6. A speech recognition text continuity processing device comprising:

the recognition module is configured to recognize the starting position of at least one piece of key information in the voice recognition text through a preset classification template or a preset classification model, wherein the preset classification template or the preset classification model is formed based on preset keywords, and the key information is content corresponding to the preset keywords;

an embedding module configured to take a plurality of sentences from the starting position, calculate a second word embedding corresponding to each sentence according to a first word embedding of each word or each phrase in each sentence, calculate a third word embedding corresponding to a text segment composed of the plurality of sentences according to the second word embedding, wherein the first word embedding is to convert each word or each phrase in each sentence into a vector representation of each word or each phrase, the second word embedding is to directly accumulate the vector representation of each word or each phrase to obtain a vector representation corresponding to each sentence, and the third word embedding is to directly accumulate the vector representation of each sentence to obtain a vector representation corresponding to the text segment composed of the plurality of sentences;

a first calculation module configured to calculate a similarity between the each sentence and other sentences, a distance decay between the each sentence and a starting sentence, and a consistency between each sentence and a starting sentence based on the first word embedding, the second word embedding, and the third word embedding; the first computing module further includes: the similarity of the second word embedding and the third word embedding is calculated through cosine distance attenuation; calculating the distance attenuation from each sentence to the initial sentence based on a preset distance attenuation formula, wherein the preset distance attenuation formula is as follows:

the method comprises the steps of carrying out a first treatment on the surface of the Wherein n0=1.0, +.>For a preset threshold, l is the distance from the current sentence to the starting sentence;judging whether each sentence and the other sentences contain continuous words or whether each sentence and the other sentences contain public entity words or not so as to calculate the consistency of each sentence and the initial sentence;

the construction module is configured to construct a semantic graph based on the similarity and calculate the importance degree of each sentence according to the semantic graph;

and the second calculation module is configured to acquire one or more clustering centers by using a graph clustering algorithm, calculate the sum value of the similarity, the consistency, the importance and the distance attenuation of each clustering center, and take the sentences with the sum value of n ranked before as a coherent sentence sequence.

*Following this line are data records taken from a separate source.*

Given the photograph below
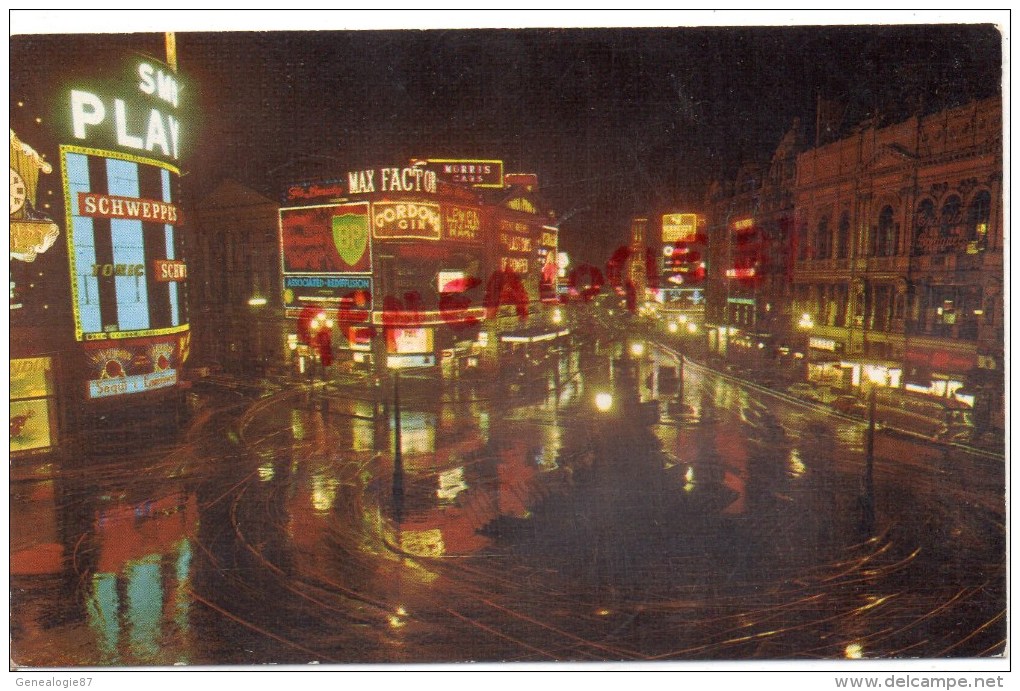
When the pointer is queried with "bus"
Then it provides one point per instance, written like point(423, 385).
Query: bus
point(945, 420)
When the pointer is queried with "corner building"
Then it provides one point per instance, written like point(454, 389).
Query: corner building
point(403, 268)
point(899, 261)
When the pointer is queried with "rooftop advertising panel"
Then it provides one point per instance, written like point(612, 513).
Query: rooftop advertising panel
point(406, 220)
point(487, 174)
point(326, 239)
point(125, 270)
point(135, 111)
point(679, 227)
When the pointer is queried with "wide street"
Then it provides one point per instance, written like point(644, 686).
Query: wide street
point(520, 524)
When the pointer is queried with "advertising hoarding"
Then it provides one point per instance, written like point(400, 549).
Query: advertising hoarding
point(325, 239)
point(121, 217)
point(406, 220)
point(476, 173)
point(354, 292)
point(32, 405)
point(679, 227)
point(134, 365)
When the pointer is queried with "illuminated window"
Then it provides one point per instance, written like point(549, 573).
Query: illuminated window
point(823, 240)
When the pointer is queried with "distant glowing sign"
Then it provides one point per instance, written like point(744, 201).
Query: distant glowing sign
point(113, 294)
point(679, 227)
point(169, 270)
point(138, 114)
point(325, 239)
point(409, 341)
point(461, 224)
point(468, 171)
point(406, 219)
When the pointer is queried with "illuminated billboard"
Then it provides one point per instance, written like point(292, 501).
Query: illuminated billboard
point(135, 365)
point(406, 220)
point(33, 408)
point(325, 239)
point(488, 174)
point(125, 269)
point(348, 291)
point(461, 224)
point(679, 227)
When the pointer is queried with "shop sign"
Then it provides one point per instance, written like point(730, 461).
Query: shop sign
point(412, 179)
point(822, 344)
point(679, 227)
point(169, 270)
point(325, 239)
point(134, 365)
point(942, 360)
point(99, 205)
point(314, 191)
point(139, 117)
point(406, 220)
point(475, 173)
point(461, 224)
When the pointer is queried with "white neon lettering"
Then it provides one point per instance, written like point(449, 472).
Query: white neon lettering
point(120, 117)
point(147, 85)
point(86, 109)
point(156, 135)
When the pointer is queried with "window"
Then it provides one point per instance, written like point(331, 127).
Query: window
point(843, 237)
point(978, 215)
point(924, 224)
point(823, 240)
point(885, 237)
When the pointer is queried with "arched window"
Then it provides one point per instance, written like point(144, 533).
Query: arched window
point(978, 216)
point(823, 240)
point(802, 242)
point(843, 237)
point(924, 227)
point(885, 238)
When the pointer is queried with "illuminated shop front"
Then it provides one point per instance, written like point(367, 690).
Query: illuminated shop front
point(98, 277)
point(415, 268)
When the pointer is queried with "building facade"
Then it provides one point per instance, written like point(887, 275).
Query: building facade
point(899, 275)
point(237, 309)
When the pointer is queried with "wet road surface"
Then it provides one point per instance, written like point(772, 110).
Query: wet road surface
point(531, 528)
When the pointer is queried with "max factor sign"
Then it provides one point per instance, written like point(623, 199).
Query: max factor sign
point(141, 118)
point(108, 206)
point(412, 179)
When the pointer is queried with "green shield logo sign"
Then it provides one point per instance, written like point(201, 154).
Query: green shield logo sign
point(350, 236)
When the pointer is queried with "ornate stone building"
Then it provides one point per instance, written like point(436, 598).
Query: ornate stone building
point(899, 256)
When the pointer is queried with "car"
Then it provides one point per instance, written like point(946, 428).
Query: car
point(851, 405)
point(824, 394)
point(801, 390)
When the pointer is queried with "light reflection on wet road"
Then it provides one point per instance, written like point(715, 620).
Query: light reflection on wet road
point(531, 528)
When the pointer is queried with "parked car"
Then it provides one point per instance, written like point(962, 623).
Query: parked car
point(824, 394)
point(851, 405)
point(801, 390)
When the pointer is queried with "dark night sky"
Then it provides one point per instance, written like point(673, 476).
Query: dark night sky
point(615, 121)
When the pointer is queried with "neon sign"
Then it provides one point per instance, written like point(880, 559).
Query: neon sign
point(141, 121)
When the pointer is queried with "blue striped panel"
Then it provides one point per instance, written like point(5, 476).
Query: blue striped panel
point(84, 242)
point(168, 230)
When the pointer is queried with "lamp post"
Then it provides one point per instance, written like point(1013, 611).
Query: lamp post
point(320, 325)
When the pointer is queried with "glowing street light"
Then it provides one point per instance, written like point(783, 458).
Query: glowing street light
point(604, 401)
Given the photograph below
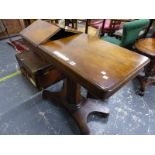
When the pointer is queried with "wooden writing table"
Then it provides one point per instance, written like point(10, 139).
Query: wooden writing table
point(101, 67)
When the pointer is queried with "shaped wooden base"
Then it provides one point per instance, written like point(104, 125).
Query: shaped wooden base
point(78, 106)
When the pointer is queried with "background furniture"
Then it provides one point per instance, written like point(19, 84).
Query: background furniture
point(131, 32)
point(146, 47)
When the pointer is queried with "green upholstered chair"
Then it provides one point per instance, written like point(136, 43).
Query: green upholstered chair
point(131, 32)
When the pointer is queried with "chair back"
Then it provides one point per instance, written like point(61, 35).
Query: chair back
point(131, 31)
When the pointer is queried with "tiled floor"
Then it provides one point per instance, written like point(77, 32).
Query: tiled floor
point(23, 111)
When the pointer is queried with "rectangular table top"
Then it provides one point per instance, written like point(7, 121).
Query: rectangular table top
point(97, 65)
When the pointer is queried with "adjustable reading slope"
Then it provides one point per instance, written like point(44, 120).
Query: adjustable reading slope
point(40, 31)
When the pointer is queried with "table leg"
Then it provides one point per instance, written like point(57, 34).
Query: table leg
point(148, 78)
point(78, 106)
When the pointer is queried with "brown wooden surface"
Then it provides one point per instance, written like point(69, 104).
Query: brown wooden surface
point(39, 72)
point(146, 46)
point(89, 58)
point(39, 32)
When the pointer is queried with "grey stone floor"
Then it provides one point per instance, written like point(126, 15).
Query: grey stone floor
point(23, 111)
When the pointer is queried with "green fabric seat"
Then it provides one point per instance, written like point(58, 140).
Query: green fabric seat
point(131, 32)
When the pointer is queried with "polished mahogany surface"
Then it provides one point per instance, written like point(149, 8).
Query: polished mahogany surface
point(98, 65)
point(39, 32)
point(146, 46)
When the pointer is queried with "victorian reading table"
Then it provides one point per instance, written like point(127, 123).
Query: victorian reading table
point(101, 67)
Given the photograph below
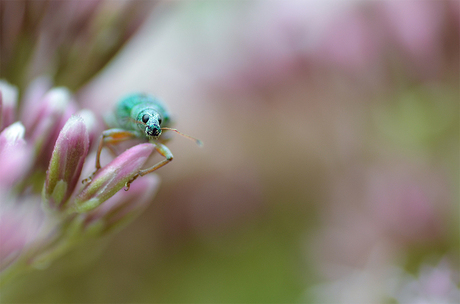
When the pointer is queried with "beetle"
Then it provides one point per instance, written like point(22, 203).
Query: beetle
point(139, 116)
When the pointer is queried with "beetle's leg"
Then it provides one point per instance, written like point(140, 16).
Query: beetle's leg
point(165, 152)
point(111, 136)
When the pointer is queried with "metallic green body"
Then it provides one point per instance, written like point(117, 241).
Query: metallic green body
point(132, 108)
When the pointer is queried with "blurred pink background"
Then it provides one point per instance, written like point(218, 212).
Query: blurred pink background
point(330, 166)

7. A computer program product comprising a computer program stored on a non-transitory computer readable storage medium, the computer program comprising program instructions which, when executed by a computer, cause the computer to perform the steps of the method of any of claims 1-5.

8. An electronic device, comprising: at least one processor, and a memory communicatively coupled to the at least one processor, wherein the memory stores instructions executable by the at least one processor to enable the at least one processor to perform the steps of the method of any one of claims 1 to 5.